10. Ultraviolet Light

Above the range of visible light, ultraviolet light becomes invisible to humans, however many animals (such as insects and shrimps) are able to detect ultraviolet. Although invisible to the human eye, most people are aware of the effect that ultraviolet radiation has on human body. Life on Earth outside of the deep oceans is possible only because the atmosphere, primarily the ozone layer, filters out the vast majority of this light.


11. Infrared Light

Infrared light is popularly known as “heat radiation”. Slightly more than half of the total energy from the Sun was eventually found to arrive on Earth in the form of infrared, and this radiation accounts for 49 percent of the heating of Earth. Some animals, such as snakes and vampire bats, are sensitive to various types of infrared, they sense infrared as radiant heat and not by vision.

12. Colours

Light waves with different wavelengths produce the different colours. Red light has the longest wavelength while violet light has the shortest wavelength.

13. Primary Colours

Primary colours are not a fundamental property of light but are related to the physiological response of the eye to light.
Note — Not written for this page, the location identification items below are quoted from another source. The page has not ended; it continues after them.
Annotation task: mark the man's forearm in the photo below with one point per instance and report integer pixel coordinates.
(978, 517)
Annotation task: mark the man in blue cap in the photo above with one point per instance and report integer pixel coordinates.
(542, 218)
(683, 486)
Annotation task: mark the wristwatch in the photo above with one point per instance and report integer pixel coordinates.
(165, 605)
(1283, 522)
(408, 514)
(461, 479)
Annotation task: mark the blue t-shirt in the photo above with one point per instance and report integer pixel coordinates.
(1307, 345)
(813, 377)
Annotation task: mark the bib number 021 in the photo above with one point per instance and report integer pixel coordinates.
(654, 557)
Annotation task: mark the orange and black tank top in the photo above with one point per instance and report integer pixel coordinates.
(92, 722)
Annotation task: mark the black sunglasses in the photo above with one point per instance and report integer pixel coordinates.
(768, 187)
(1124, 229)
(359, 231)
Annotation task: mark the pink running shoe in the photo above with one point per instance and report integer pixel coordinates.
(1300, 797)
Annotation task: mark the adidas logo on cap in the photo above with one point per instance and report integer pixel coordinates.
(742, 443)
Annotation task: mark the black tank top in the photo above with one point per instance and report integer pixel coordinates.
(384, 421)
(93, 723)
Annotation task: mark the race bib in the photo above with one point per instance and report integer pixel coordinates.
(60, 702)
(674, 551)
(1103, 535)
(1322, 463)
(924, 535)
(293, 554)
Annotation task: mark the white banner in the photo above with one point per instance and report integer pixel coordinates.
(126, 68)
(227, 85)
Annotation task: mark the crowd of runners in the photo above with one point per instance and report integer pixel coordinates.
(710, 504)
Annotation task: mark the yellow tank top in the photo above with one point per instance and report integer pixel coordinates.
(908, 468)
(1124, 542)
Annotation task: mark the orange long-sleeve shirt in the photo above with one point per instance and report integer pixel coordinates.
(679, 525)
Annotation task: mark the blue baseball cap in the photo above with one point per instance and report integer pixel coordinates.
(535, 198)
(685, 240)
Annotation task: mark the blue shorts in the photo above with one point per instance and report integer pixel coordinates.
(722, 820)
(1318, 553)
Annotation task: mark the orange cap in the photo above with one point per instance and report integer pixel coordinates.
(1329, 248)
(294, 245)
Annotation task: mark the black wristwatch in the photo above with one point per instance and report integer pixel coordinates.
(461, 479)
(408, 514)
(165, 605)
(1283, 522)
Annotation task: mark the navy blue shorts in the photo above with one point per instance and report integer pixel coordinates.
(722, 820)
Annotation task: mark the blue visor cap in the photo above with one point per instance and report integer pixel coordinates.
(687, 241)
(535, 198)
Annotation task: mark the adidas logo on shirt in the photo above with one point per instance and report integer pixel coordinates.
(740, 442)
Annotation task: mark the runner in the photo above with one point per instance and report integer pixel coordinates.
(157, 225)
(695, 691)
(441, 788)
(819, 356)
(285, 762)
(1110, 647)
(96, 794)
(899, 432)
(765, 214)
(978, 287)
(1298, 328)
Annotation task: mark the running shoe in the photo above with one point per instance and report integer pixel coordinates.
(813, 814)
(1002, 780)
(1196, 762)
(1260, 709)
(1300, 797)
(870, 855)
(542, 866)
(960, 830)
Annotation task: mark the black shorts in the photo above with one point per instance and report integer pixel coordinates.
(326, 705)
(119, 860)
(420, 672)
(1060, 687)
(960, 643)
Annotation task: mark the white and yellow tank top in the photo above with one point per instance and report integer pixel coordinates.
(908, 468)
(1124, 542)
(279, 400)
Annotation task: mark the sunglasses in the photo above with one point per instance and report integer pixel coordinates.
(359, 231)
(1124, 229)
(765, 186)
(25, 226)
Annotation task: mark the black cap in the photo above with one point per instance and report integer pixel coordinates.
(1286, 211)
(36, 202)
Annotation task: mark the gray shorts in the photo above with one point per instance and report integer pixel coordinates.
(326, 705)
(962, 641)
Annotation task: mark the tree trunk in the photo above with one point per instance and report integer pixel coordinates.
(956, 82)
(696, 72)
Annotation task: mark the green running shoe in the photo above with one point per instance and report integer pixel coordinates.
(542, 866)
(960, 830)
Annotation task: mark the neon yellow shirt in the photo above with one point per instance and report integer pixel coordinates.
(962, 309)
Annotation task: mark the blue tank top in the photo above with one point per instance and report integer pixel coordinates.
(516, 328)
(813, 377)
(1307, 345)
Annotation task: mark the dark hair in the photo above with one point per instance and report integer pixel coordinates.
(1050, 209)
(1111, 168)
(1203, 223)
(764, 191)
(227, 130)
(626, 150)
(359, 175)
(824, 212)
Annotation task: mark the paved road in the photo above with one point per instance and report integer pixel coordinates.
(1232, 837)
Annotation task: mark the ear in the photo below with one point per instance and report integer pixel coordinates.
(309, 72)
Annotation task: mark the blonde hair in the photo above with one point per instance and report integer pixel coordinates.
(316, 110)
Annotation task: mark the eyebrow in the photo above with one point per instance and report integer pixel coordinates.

The colours red, green, and blue fall within the sensitivity ranges of each of the human cone cells. Species with different receptor cell types would require different primaries.

14. Thermal

The most common light sources are thermal, like sunlight or glowing solid particles in flames.

15. Ocean

Sunlight entering the water may travel about 1,000 meters (3,280 feet) into the ocean under the right conditions, but there is rarely any significant light beyond 200 meters (656 feet).

16. Photosynthesis

The process used by plants and other organisms to convert light energy into chemical energy that can be later released to fuel the organisms’ activities is called photosynthesis.

17. Rainbow

A rainbow is the result of an optical and meteorological phenomenon that is caused by both reflection and refraction of light in water droplets in Earth’s atmosphere.

18. Space is Black

Space is black to our perception because light is only visible when it has an object of which to bounce off. Since light goes in a straight line it seems to be absorbed by the void and vacuum of space.

19. CSI

UV lights or black lights is a lamp which emits long wave ultraviolet light and not much visible light. This kind of lights are employed for decorative and artistic lighting effects, diagnostic and therapeutic uses in medicine, the detection of substances tagged with fluorescent dyes, rock-hunting, the detection of counterfeit money, the curing of plastic resins, attracting insects and are often used by forensic scientists to see details that are not seen by the naked eye.

20. Optics

Optics is the branch of physics which involves the study of light, including its interactions with matter and the construction of instruments that use or detect it.